Avendo ceduto l’autorità sulla politica monetaria alla Banca Centrale Europea, i paesi dell’area Euro hanno di fatto perso il controllo sul tasso di cambio. Per alcuni paesi (leggi Germania) questa perdita ha rappresentato più un cambiamento di carattere formale che strutturale, poiché prima dell’introduzione dell’euro la loro condotta monetaria era centrata proprio sulla stabilità del tasso di cambio. Per altri paesi, e qui si parla d’Italia, ha rappresentato un cambiamento radicale: niente più svalutazioni con le quali periodicamente si tentava di accrescere la competitività del sistema economico.

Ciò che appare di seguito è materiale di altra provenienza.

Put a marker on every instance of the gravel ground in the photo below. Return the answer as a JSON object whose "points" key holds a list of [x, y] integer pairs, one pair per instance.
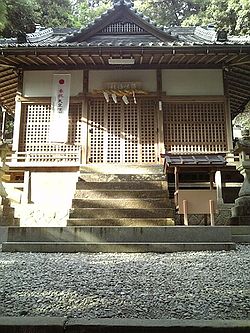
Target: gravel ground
{"points": [[192, 285]]}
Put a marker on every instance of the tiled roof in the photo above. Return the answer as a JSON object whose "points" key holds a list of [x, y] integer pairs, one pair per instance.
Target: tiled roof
{"points": [[182, 36], [174, 36], [193, 160]]}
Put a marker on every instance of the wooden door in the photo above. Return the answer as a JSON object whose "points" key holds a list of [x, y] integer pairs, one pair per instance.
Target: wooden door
{"points": [[120, 133]]}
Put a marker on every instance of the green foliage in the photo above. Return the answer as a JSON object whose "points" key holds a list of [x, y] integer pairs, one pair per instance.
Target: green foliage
{"points": [[86, 12], [168, 12], [3, 14], [230, 15], [21, 15], [55, 13], [18, 16]]}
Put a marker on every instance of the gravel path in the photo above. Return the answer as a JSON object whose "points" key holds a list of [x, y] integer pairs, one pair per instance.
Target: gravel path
{"points": [[193, 285]]}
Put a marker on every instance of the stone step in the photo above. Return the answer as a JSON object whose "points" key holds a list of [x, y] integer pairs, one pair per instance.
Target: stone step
{"points": [[170, 234], [71, 247], [95, 177], [150, 185], [241, 234], [120, 213], [121, 203], [120, 194], [130, 222], [241, 239], [112, 168]]}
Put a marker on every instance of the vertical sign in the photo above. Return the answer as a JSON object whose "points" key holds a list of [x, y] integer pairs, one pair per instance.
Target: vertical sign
{"points": [[60, 108]]}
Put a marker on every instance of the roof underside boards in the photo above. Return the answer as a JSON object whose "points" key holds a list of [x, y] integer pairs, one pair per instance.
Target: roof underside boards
{"points": [[123, 32], [194, 162]]}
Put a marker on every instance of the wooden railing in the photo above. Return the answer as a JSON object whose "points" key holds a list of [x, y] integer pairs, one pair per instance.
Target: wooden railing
{"points": [[44, 158]]}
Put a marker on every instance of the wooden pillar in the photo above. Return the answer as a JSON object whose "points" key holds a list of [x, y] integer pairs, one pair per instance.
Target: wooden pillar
{"points": [[160, 113], [26, 195], [3, 123], [211, 210], [17, 124], [185, 211], [219, 187], [211, 175], [18, 112], [84, 120], [176, 178], [228, 113]]}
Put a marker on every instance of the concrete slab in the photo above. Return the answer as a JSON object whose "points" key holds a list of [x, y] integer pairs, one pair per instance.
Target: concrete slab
{"points": [[70, 247], [81, 325], [32, 325], [158, 234], [149, 326], [3, 234]]}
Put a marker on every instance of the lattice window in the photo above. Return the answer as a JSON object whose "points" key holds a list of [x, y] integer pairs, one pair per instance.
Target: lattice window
{"points": [[36, 124], [195, 127], [114, 133], [75, 125], [131, 133], [123, 133], [97, 130], [148, 131], [122, 28]]}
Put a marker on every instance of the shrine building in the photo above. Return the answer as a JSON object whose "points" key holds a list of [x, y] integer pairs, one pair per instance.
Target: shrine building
{"points": [[118, 102]]}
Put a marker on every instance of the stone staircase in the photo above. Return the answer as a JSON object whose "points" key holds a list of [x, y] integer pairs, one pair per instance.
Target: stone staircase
{"points": [[122, 199]]}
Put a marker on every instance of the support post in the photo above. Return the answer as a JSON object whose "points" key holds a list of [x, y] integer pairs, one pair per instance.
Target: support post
{"points": [[185, 211], [218, 183], [211, 210], [26, 188], [3, 124], [17, 124]]}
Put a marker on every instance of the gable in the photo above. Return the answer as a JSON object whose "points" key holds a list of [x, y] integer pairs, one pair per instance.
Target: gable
{"points": [[121, 20]]}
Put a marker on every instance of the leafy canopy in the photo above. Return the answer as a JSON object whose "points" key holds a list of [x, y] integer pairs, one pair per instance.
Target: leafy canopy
{"points": [[21, 15]]}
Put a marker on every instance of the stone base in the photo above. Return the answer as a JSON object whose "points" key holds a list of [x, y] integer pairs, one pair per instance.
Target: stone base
{"points": [[241, 211], [240, 220]]}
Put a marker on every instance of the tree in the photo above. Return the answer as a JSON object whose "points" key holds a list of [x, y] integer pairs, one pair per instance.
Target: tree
{"points": [[86, 11], [18, 16], [3, 14], [168, 12], [55, 13]]}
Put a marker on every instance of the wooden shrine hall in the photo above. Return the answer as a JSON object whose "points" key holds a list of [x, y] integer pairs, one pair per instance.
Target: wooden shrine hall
{"points": [[115, 98]]}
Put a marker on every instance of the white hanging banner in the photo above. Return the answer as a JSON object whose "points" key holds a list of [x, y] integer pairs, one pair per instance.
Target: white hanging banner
{"points": [[60, 108]]}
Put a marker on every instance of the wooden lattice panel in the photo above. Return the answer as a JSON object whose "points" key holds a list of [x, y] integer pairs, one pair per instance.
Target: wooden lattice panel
{"points": [[122, 27], [75, 124], [123, 133], [131, 133], [148, 131], [113, 135], [35, 128], [195, 127], [96, 130]]}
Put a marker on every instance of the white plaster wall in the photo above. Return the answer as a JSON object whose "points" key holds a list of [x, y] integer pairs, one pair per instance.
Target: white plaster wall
{"points": [[187, 82], [39, 83], [97, 79], [51, 197]]}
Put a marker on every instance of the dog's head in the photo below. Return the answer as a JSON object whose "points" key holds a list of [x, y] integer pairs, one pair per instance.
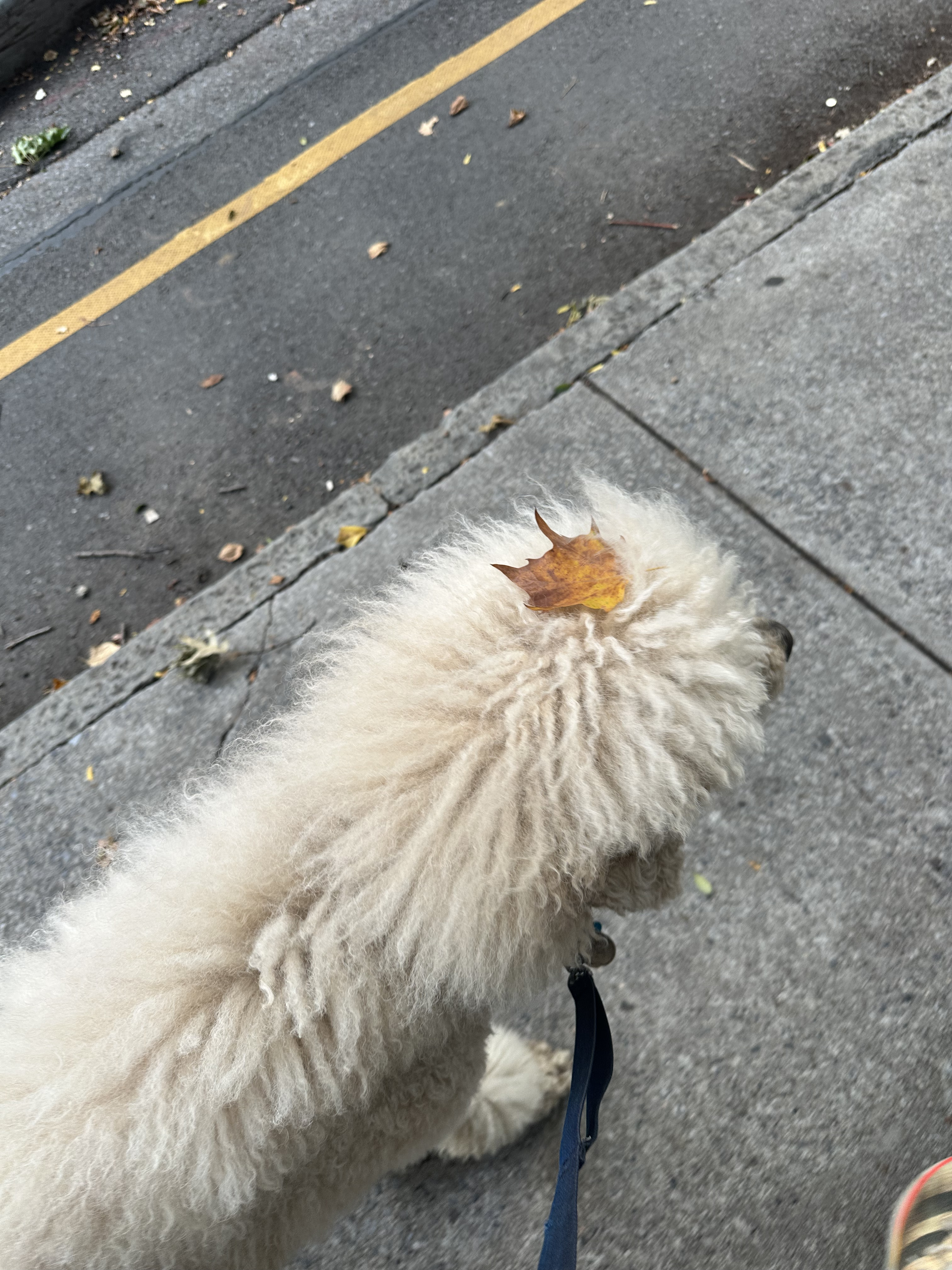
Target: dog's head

Data l’impotenza di determinarla, in Italia la politica valutaria è rimasta per anni sullo sfondo dei dibattiti di politica economica. Si è continuato a discutere se il tasso di conversione imposto alla fine del 1998 (1 Euro=1.936,27 Lire) fosse stato troppo svantaggioso per la nostra economia, tuttavia, le svalutazioni competitive sono diventate presto un reperto di archeologia economica. La crisi dei debiti sovrani e la susseguente recessione hanno riproposto il tema della svalutazione come mezzo per stimolare l’economia, ma c’è una piccola complicazione: per rendere competitiva l’Italia via politica monetaria bisogna prima avere una moneta da svalutare.
Cresce la schiera di chi pensa che sia sufficiente intraprendere tre semplici azioni per uscire dall’impasse economica: (i) abbandonare l’euro; (ii) adottare nuovamente la Lira; (iii) svalutare alla bisogna per far crescere il Pil e rimettere in marcia un’economia al collasso. Qual è la regione per cui a una svalutazione della moneta nazionale corrisponderebbe una crescita del reddito?
La teoria che lega svalutazione a crescita del Pil è apparentemente lineare. Quando un paese svaluta la conseguenza immediata è l’aumento del prezzo dei beni importati e la diminuzione di quello degli esportati. Il calo del prezzo fa aumentare la domanda mondiale di export e ciò fa aumentare la produzione e quindi il Pil. Logica tanto semplice quanto potenzialmente fallace. Molti sembrano ignorare che una svalutazione può avere effetti indesiderati, anche al di là delle turbolenze finanziarie causate da un’uscita dell’Italia dall’Euro.
Per esempio, se il paese che svaluta ha un disavanzo della bilancia commerciale, cioè importa più di quanto esporta, nel breve periodo l’effetto di una svalutazione può essere negativo sul Pil. In questo caso i guadagni in termini di aumentata domanda per l’export sono più che compensati dalla perdita dovuta al fatto che le importazioni diventano più costose. Si dirà che questo non è il caso dell’Italia visto che oggi la nostra bilancia commerciale è in sostanziale pareggio. Purtroppo è possibile che a una svalutazione segua una contrazione del Pil anche quando il valore dell’import e dell’export si equivalgono ex-ante. La svalutazione ridistribuisce ricchezza dai salari a rendite e profitti: l’aumento dei prezzi degli import riduce i salari reali, l’aumento della domanda di beni esportati aumenta i profitti delle imprese. Se, com’è ragionevole supporre, il tasso di risparmio dei lavoratori dipendenti è più basso di coloro i quali beneficiano dei nuovi profitti, la redistribuzioni riduce la domanda totale di beni e, di conseguenza, riduce Pil e occupazione.
Indipendentemente dalle conseguenze sulla crescita del Pil, la svalutazione comporta sempre una redistribuzione del reddito. Queste dinamiche ridistributive possono essere meglio comprese notando che una svalutazione monetaria è equivalente negli effetti a una manovra fiscale che innalzi l’imposta sul valore aggiunto e contemporaneamente riduca i contributi sul lavoro versati dalle imprese. L’aumento dell’Iva rende relativamente più care le importazioni rispetto alle esportazioni, poiché le prime sono soggette all’imposta mentre non lo sono le seconde. La riduzione del costo del lavoro, finanziato mediante il gettito addizionale dell’Iva, riduce il prezzo delle esportazioni. Questa manovra fiscale, proprio per la sua equivalenza con una svalutazione del tasso di cambio, è spesso chiamata svalutazione fiscale.
Ora, chi crede che uscire dall’euro per poi svalutare sia la cosa giusta per stimolare la crescita non può, a rigor di logica, essere contrario a una svalutazione fiscale. Invece capita spesso che i pasdaran della svalutazione monetaria trovino inaccettabile un aumento dell’Iva, anche se coordinato con una riduzione del costo del lavoro, perché l’Iva, essendo una tassa non progressiva, colpisce sproporzionatamente i redditi più bassi. Giusto. Aggiungano però anche che questo è esattamente quello che avviene nel caso di una svalutazione monetaria.